- Born: 1933
- Died: August 12, 2015 (aged 81–82)
- Resting place: St. Fintan's Cemetery, Sutton, Ireland
- Occupations: General medical practitioner, campaigner
- Known for: Campaign against physical punishment in Irish schools
- Notable work: A Matter of Practice
- Spouse: Aileen Daly
- Children: 6

= Cyril Daly =

Irish general medical practitioner

Cyril Daly (1933 – 12 August 2015) was an Irish general medical practitioner (GP) and campaigner against physical punishment in Irish schools. He targeted leading representatives of the Roman Catholic Church and Irish Government in a letter campaign which ultimately led to a ban on physical punishment.

==Biography==
He was a GP in Killester, north Dublin. His campaign began in 1967, when his 8-year-old son told him that another boy had been beaten with a leather strap by a teacher at school. Daly told the principal of the Catholic primary school that he didn't want his children attending a school where such punishment was permitted; he was asked to remove his children. After a time of homeschooling, his children were later taught at a non-denominational school, Sandford Park in Dublin. Daly – a devout Catholic – wrote to John Charles McQuaid, Archbishop of Dublin, describing Catholic education in Ireland as corrupt and offensive to Christ's teachings because it allowed violence in schools; the letter was co-signed by three other doctors, P.D. McCarthy, Dermot Walsh and N.P. Walsh. The same year, a partly deaf-blind 9-year-old boy was awarded just a shilling in damages by an Irish court after a teacher was sued for beating him – this case led to the founding of the Reform movement to abolish corporal punishment. In 1969, Daly sent a letter with 8000 signatures to Brian Lenihan, the Minister for Education, stating that children had human rights as well as adults. The papal nuncio was sent a letter with reference to "psycho-sexual deviation", using the example that in everyday society only teachers and prostitutes regularly beat people, adding that the most needy pupils were the ones most likely to be beaten.

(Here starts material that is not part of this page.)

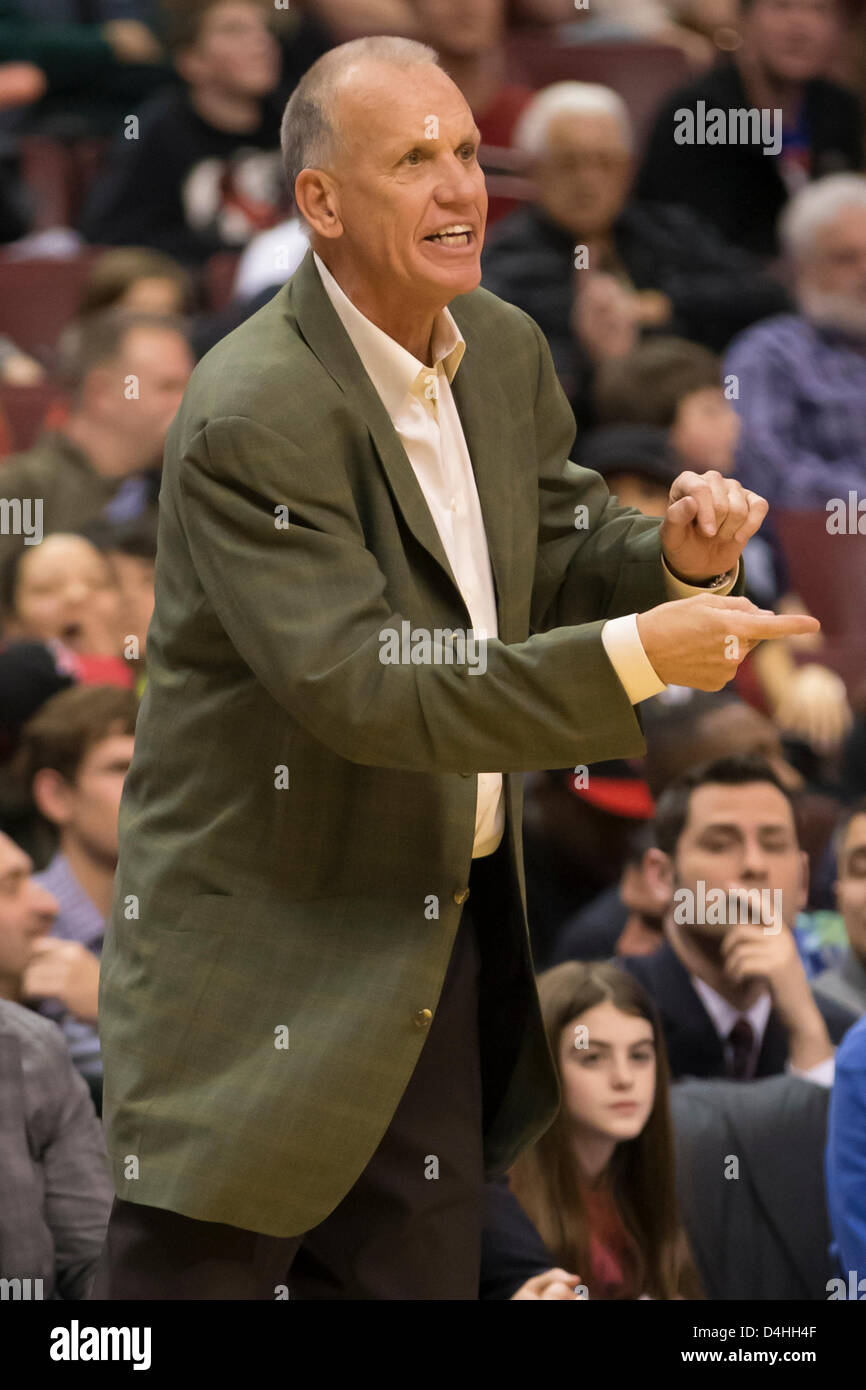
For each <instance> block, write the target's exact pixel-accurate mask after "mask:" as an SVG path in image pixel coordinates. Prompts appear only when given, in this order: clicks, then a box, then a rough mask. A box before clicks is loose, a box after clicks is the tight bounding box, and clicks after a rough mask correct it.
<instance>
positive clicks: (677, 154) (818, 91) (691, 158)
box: [637, 0, 863, 346]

He sought American influence with his campaign. The US broadcaster NBC visited Ireland to make a documentary about punishment in Irish schools which was also broadcast on the Irish channel, RTÉ. This followed an exposé by the British newspaper, the News of the World after it was contacted in a parallel campaign by another GP, Paddy Randles in Navan. Daly sent letters to American newspapers highlighting the issue. NBC's documentary was widely condemned by commentators in the Irish press and ministers in the Dáil Éireann. Many critics were openly concerned with the effect on the image of Ireland abroad due to these stories. In the Seanad Éireann, Seán Brosnahan, former general secretary of the Irish National Teachers' Organisation, described the doctors as unrepresentative and the campaign as "vicious" adding that it was "very embarrassing for anybody to have to stand here before intelligent people to take a stand against this campaign" and that the TV documentary portrayed "the Irish people as a nation of savages."

In addition to his continued medical practice, Daly was a vocal campaigner against abortion and divorce, in line with his religious beliefs. He was a successful orator and writer, contributing frequently to Irish Medical Times in addition to newspaper articles. He wrote short stories and plays: his work, A Matter of Practice, was performed at the Abbey Theatre, Dublin, in 1967.

==Legacy==
Physical punishment was banned in Irish schools by the Minister for Education, John Boland, on 1 February 1982. Daly later reprised his campaign's success in a further article in 2009. He retired in April 2015 and died in August that year, aged 82, survived by his wife, Aileen, and six children. He is buried in St. Fintan's Cemetery, Sutton.